Robbins and Burnham are husband and wife that dynamic informs a lot of the work that they do together.

'Our marriage is based on humor,' Robbins said. 'We've definitely progressed as a writing couple. It feels natural and comfortable creating together.'

While there's no doubt that each member brings a unique perspective to the table, a shared sensibility is certainly crucial to the success of any collective such as this one. Happily, the HMC crew definitely has plenty in common when it comes to comedy.

'I think we all grew up loving comedy,' said Burnham. 'I know I did. SNL reruns and MST3K and Kids in the Hall on Comedy Central and Monty Python on PBS had a huge impact on me, personally. And I think that bleeds over into what we do today. Plus, I think comedy brains operate differently from the rest of society. I think we have that kind of brain that finds a joke in just about everything. Fortunately, I think we have a filter to keep out the ones that shouldn't be said in public.'

'I love these clowns! I feel really fortunate to work with such nutty, talented people,' Johnson said. 'There really isn't a great deal of sketch comedy in the area - I'm pretty sure we're it. So that in and of itself is really cool. When I was a kid, my first love was comedy and I used to tell my mom I'd be on SNL - so I like to think that this is Bangor's version of that. My band even opened for HMC once at a gig we did in Portland - which is probably as close as I'll get to living out my childhood dream.'

'We're all on the same page,' said Robbins. 'There's a lot of love. It's all natural, like a good marriage equal parts contentment and argument.'

Over the years, HMC has definitely grown in a number of ways. Their writing has evolved and their shows have become more cohesive.

'I think when you work with a group of people over time, you just get better and better because you really get to learn about one another, and how to work best as a unit,' said Johnson.

'We love tension and volume and making the straight character the guide,' said Robbins. 'The best comedy comes from secondary and tertiary characters. We try to take a situation and dramatize the humor of it.'

'People relate to characters better if they are part of a journey and witness some sort of struggle,' LaBree said. 'I think storytelling is a big part of comedy. People want to enjoy a ride and one-off jokes only go so far.'

When you talk to the members of Her Majesty's Cabaret, the analogy of being in a band comes up regularly. It makes sense these people write together and rehearse together and try to get into the same headspace just like any working band. It's not an easy thing to do, but when it happens, it's readily apparent. And anyone who has been to an HMC performance knows that these folks can really play.

(It should also be noted that while he is not an onstage presence, Thom Cosgrove is considered a vital member of the crew as well. His technical acumen is a key cog in the success of the HMC machine. His contributions might be largely behind the scenes, but his importance to the team cannot be stressed enough. According to Robbins, Cosgrove is 'the fifth Beatle' high praise indeed.)

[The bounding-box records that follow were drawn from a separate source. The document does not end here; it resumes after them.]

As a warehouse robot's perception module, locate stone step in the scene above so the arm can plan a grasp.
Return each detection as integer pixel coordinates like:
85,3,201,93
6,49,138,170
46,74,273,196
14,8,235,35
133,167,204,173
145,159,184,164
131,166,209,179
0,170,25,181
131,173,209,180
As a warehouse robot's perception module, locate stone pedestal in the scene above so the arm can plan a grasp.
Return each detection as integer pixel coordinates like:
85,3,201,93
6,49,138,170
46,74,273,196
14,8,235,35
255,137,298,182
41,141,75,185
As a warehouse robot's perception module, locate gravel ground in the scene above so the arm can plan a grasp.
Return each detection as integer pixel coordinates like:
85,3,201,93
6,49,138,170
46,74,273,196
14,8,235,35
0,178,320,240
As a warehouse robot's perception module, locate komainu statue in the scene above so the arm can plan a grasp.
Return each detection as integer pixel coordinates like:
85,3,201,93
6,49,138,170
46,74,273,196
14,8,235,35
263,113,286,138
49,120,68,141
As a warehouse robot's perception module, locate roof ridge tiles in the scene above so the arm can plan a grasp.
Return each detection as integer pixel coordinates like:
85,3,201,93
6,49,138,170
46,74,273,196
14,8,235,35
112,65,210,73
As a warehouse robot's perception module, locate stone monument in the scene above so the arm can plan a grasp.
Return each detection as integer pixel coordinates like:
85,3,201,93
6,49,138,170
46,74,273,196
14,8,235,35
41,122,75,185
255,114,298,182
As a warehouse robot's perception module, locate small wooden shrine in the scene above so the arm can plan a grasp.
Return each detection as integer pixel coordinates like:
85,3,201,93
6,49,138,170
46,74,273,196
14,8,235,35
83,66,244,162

Perhaps the most telling aspect of HMC's tenure is how readily they have been embraced by the community. Their audiences have continued to grow over their five years. LaBree offered a perfect example of that community connection.

'When people stop me on the street or something to talk about their favorite character or joke is a hoot,' he said. 'This one time this random nice guy bought Kat and I our coffees because he wanted to thank us for what we do for the community. I couldn't believe it. People are amazing.'

As far as going forward, there's plenty of enthusiasm regarding what is still to come.

'The ante keeps getting upped each show - so I'm excited to see what the future holds,' said Johnson.